OSEC

Neohapsis is currently accepting applications for employment. For more information, please visit our website www.neohapsis.com or email hr@neohapsis.com
 
From: Andreas Forsgren (andreas.forsgrendirect2internet.com)
Date: Mon Jun 10 2002 - 07:27:53 CDT

  • Messages sorted by: [ date ] [ thread ] [ subject ] [ author ]

    Odd,

    I have the exact same problem here. Somehow I got it to work for a day or
    two, but then it suddenly stopped.

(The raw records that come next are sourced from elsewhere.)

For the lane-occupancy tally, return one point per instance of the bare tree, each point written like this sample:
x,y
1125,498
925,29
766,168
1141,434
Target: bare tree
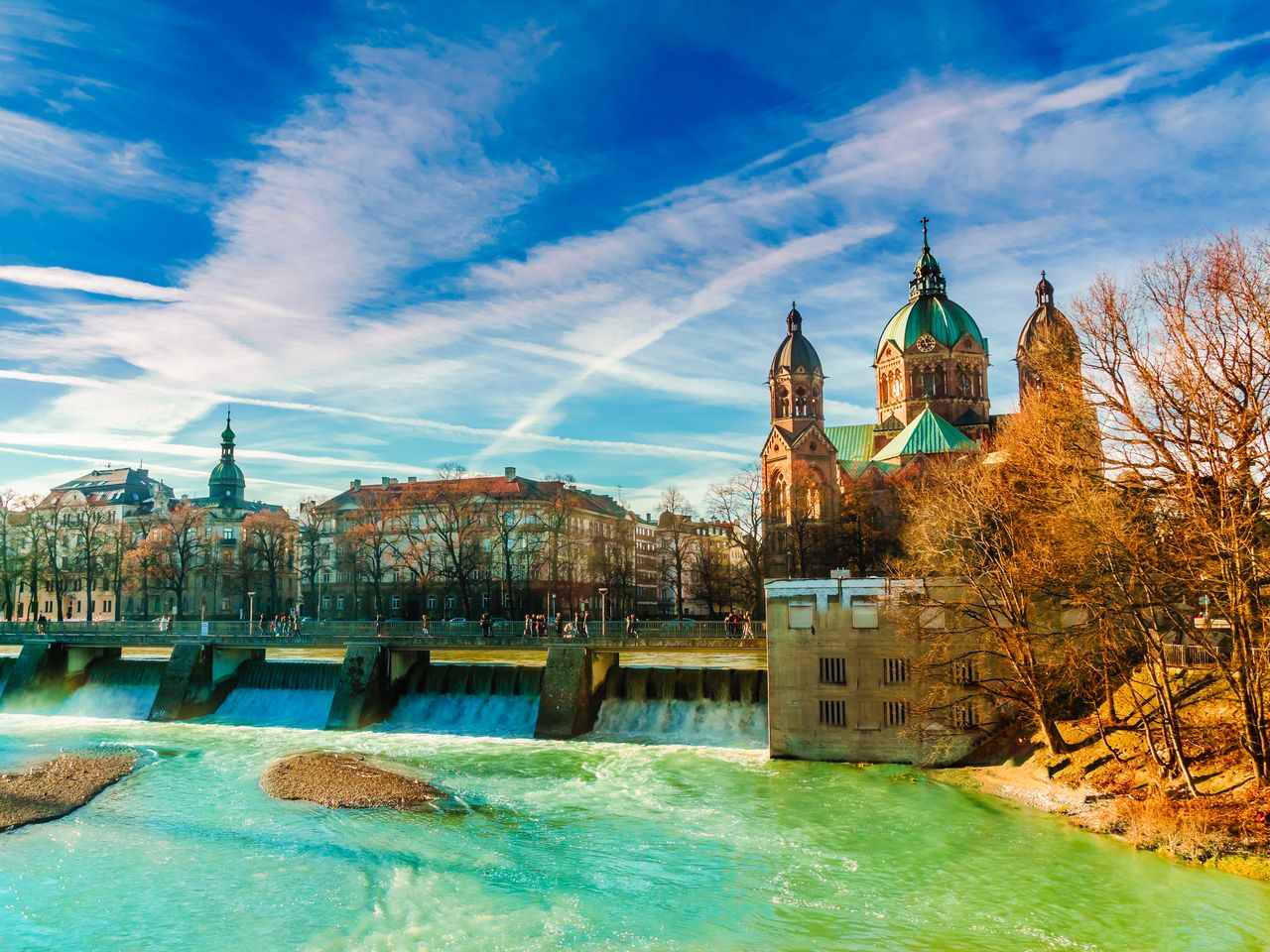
x,y
737,504
270,539
454,517
89,529
371,539
172,552
310,547
676,542
10,555
1178,366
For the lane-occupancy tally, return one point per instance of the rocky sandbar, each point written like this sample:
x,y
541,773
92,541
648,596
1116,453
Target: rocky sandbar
x,y
344,780
56,787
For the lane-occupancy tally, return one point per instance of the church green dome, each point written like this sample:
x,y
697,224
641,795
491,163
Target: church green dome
x,y
929,309
226,475
937,315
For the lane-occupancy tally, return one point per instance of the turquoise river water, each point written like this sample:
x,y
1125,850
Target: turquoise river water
x,y
574,846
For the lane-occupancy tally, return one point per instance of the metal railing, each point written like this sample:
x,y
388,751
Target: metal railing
x,y
1189,656
338,631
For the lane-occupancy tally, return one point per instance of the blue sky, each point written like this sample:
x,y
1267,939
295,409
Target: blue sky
x,y
561,236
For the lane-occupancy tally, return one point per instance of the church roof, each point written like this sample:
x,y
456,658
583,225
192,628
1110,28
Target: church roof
x,y
928,435
1047,324
795,354
852,442
929,309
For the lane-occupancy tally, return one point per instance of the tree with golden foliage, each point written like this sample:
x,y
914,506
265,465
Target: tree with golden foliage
x,y
991,536
1178,366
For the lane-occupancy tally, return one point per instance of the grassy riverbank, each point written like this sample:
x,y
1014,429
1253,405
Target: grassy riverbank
x,y
1109,782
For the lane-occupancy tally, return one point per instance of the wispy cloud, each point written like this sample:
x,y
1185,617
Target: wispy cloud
x,y
67,280
308,304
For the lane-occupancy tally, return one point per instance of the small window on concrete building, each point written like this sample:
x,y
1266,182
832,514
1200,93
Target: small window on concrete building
x,y
802,617
867,716
833,670
833,714
934,619
894,670
894,714
964,716
864,612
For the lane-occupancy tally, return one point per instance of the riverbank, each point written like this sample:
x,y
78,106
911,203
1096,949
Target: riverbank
x,y
345,780
58,787
1107,782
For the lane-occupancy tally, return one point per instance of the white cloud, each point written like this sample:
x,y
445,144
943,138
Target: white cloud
x,y
684,298
67,280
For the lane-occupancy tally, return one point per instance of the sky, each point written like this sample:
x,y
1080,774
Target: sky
x,y
562,236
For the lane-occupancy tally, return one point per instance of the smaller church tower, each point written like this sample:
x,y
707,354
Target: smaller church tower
x,y
226,485
1048,352
799,463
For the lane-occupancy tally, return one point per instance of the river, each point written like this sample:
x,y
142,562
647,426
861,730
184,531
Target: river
x,y
575,846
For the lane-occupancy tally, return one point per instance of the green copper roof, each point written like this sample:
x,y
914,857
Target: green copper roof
x,y
852,442
930,435
931,313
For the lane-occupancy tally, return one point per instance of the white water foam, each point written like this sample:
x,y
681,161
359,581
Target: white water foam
x,y
128,701
729,724
465,715
116,688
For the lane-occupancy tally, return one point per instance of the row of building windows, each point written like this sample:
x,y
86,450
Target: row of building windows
x,y
890,714
894,670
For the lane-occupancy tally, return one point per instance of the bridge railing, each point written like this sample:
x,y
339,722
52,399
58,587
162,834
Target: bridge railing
x,y
339,630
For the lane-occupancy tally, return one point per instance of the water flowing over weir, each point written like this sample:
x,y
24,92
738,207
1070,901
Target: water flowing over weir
x,y
470,699
280,694
116,688
698,706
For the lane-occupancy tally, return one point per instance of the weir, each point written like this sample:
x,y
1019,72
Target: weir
x,y
393,684
114,687
474,699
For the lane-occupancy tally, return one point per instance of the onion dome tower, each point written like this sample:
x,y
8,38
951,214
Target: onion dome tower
x,y
1048,352
799,463
797,380
226,484
933,354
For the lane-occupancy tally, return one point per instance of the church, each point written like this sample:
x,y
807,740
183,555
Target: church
x,y
931,371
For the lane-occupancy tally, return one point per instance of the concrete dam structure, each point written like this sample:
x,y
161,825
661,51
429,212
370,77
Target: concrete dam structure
x,y
386,685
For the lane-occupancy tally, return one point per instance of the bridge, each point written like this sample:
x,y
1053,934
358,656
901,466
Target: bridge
x,y
379,661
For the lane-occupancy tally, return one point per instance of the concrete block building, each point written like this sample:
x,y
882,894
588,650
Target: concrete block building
x,y
855,673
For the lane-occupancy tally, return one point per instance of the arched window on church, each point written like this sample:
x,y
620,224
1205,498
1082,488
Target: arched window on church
x,y
930,381
776,497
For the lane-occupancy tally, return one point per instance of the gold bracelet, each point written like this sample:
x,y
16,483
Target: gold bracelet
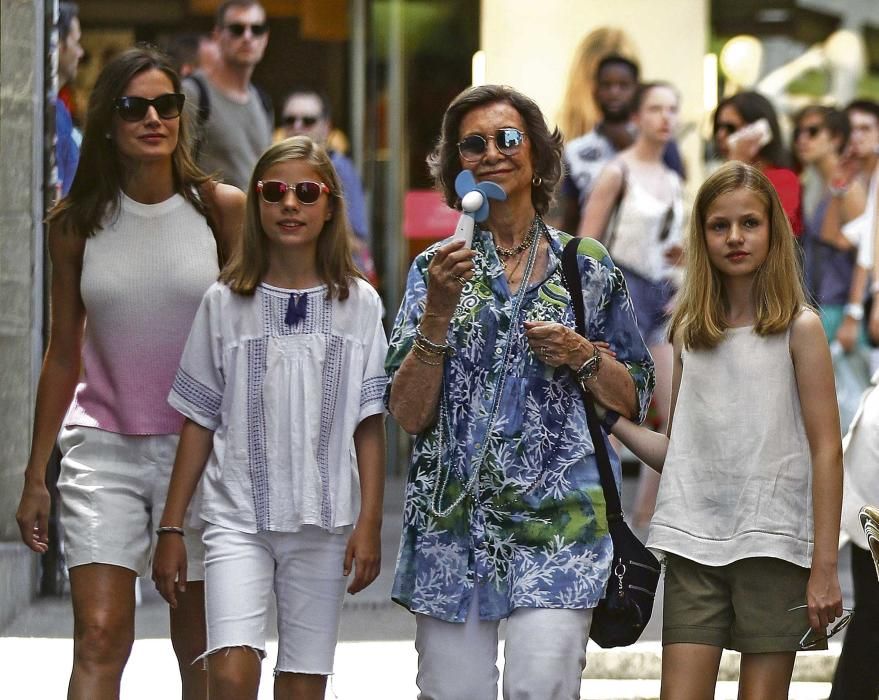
x,y
169,530
424,358
427,343
419,343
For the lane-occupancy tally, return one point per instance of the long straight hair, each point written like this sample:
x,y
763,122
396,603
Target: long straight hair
x,y
334,263
96,191
699,318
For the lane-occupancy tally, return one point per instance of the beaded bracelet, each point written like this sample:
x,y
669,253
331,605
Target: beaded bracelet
x,y
427,343
426,350
425,358
169,530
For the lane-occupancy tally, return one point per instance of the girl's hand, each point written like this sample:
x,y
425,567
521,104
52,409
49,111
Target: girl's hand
x,y
363,555
33,517
169,567
448,272
558,345
823,597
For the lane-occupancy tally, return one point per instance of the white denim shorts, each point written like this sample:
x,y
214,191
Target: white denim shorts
x,y
113,489
303,568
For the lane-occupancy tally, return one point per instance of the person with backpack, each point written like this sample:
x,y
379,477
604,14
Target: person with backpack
x,y
235,117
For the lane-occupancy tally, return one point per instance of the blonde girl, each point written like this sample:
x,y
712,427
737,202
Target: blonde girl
x,y
748,510
281,383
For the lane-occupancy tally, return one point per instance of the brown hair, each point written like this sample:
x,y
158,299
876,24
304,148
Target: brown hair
x,y
546,146
97,185
333,261
699,318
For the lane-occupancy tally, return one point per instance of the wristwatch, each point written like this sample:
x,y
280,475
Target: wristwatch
x,y
589,368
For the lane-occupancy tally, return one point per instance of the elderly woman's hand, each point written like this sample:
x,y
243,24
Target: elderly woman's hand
x,y
448,272
557,345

The problem is that incoming packages
    arrives on tl0, then gets sent out on xl0 instead.

    Jun 10 13:20:19.413185 rule 119/0(match): pass in on tl0: x.x.x.x >
            y.y.y.y: icmp: echo request (DF)

    Jun 10 13:20:19.413274 rule 125/0(match): pass out on xl0: y.y.y.y >
            x.x.x.x: icmp: echo reply (DF)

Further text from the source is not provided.